Investors remain shaken by land-based salmon farmer Atlantic Sapphire's fish-die-off on Tuesday, sending the Oslo-listed company's share price down an additional 3.28 percent compared to Wednesday's close.

The company, which boasts the highest market cap within the land-based salmon farming segment, loss 500 metric tons of fish at its Miami facility, blaming the die-off on a "weakness" in its recirculating aquaculture system.

Other shares listed on the Oslo Stock Exchange also took a hit on the news, though the losses were much more modest.

Atlantic Sapphire's shares are currently trading at NOK 118 (€11.57/$13.64), setting the company's current value at NOK 9.52 billion (€934 million/$1.1 billion).

Around NOK 2.1 billion (€205 million/$242 million) has been wiped off the company's value in total since last week, after holding strong for the past few months.

Pareto Securities Seafood Equity Analyst Carl-Emil Kjolas Johannessen told IntraFish today's price could be a good buying opportunity.

Carl-Emil Kjolas Johannessen, seafood equity analyst with Pareto Securities. Photo: Anders Furuset

"People become uncertain about how stable the operation will be in the future," Johannessen said. "The stock has been strong so far this year - when this happens you get a strong reaction down."

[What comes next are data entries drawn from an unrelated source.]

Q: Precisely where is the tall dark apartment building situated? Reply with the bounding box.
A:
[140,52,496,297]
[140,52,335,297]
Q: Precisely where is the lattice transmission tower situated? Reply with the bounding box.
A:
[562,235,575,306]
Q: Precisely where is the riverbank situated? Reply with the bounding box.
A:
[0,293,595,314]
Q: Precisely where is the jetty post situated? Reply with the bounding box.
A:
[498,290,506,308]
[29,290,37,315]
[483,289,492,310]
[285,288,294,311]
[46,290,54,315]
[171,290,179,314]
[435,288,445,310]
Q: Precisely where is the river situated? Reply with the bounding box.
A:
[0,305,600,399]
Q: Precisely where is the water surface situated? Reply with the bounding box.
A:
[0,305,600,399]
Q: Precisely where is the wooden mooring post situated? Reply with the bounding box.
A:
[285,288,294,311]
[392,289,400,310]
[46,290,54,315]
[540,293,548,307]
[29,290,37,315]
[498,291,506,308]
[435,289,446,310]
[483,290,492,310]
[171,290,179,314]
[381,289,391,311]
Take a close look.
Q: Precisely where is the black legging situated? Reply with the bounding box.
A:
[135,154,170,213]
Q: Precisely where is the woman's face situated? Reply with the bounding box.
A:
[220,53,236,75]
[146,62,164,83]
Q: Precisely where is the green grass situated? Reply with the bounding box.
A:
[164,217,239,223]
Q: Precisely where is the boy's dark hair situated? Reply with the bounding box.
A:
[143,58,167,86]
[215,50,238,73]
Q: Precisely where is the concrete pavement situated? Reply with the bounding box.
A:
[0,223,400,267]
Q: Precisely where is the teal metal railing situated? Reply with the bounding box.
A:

Johannessen refers to the incident as "one-off," citing the price dip as a "clear overreaction."

"In all biological production, one must reckon that something unforeseen happens, but that such a large proportion of production suddenly dies, I hope and believe that they will avoid that in the future," Johannessen said.

Pareto Securities keeps its 'buy' recommendation for the stock, with a target price of NOK 150 (€14.71/$17.33).

"However, it is obvious that the company must continue to prove that they will succeed in defending the share price," Johannessen said.